Research

Direct Preference Optimization: A Technical Deep Dive

April 17, 2025

・

Ivan Provilkov, Zain Hasan, Max Ryabinin

We're excited to announce that the Together Fine-Tuning Platform now supports Direct Preference Optimization (DPO)! This technique allows developers to align language models with human preferences creating more helpful, accurate, and tailored AI assistants. In this deep-dive blogpost, we provide details of what DPO is, how it works, when to use it and code examples. If you'd like to jump straight into code have a look at our code notebook.

Tuning LLMs on Preference Data

Modern language model development typically follows a three-stage process:

Pre-training on internet-scale data to build a foundation model with broad knowledge
Supervised fine-tuning (SFT) on specific high-quality examples to adapt a model to a particular knowledge domain or task‍
Preference-based learning to refine the model based on human preferences

Source. Great talk about this here: State of GPT - Karpathy Talk

This final stage, preference learning, is where DPO comes in as an alternative to Reinforcement Learning from Human Feedback (RLHF). It ensures that models not only perform tasks correctly but do so in ways that users prefer. It also allows users to teach the model nuances of a particular use case by showing examples of what is expected and what the model should avoid. Business use cases where you might employ DPO are to improve:

Helpfulness
Tone
Truthfulness
Harmlessness
Instruction-following

Preference tuning shapes the model's generation quality and alignment with human and business values.

What is Direct Preference Optimization?

DPO is a method for aligning language models with human preferences without using reinforcement learning (RL).
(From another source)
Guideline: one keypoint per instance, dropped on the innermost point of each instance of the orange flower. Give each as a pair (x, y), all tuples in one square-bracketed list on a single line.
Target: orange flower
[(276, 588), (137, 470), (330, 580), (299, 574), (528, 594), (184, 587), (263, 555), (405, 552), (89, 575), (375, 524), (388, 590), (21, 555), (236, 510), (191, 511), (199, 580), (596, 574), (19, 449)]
Unlike traditional approaches, DPO allows you to train language models directly on preference data consisting of:

A prompt or instruction
A preferred (chosen) response
An unpreferred (rejected) response

For example, you might have a dataset entry like this:

    
      {
        "input": {
          "messages": [
            {
              "role": "assistant",
              "content": "Hello, how can I assist you today?"
            },
            {
              "role": "user",
              "content": "Can you tell me about the rise of the Roman Empire?"
            }
          ]
        },
        "preferred_output": [
          {
            "role": "assistant",
            "content": "The Roman Empire rose from a small city-state founded in 753 BCE. Rome expanded across the Italian peninsula. After the Punic Wars, it grew even stronger, and in 27 BCE, Augustus became the first emperor, marking the start of the Roman Empire."
          }
        ],
        "non_preferred_output": [
          {
            "role": "assistant",
            "content": "The Roman Empire rose due to military strength and strategic alliances."
          }
        ]
      }

DPO adjusts the model weights to increase the probability of generating responses like the preferred one while decreasing the probability of generating responses like the rejected one. It essentially teaches the model to distinguish between better and worse responses for a given prompt.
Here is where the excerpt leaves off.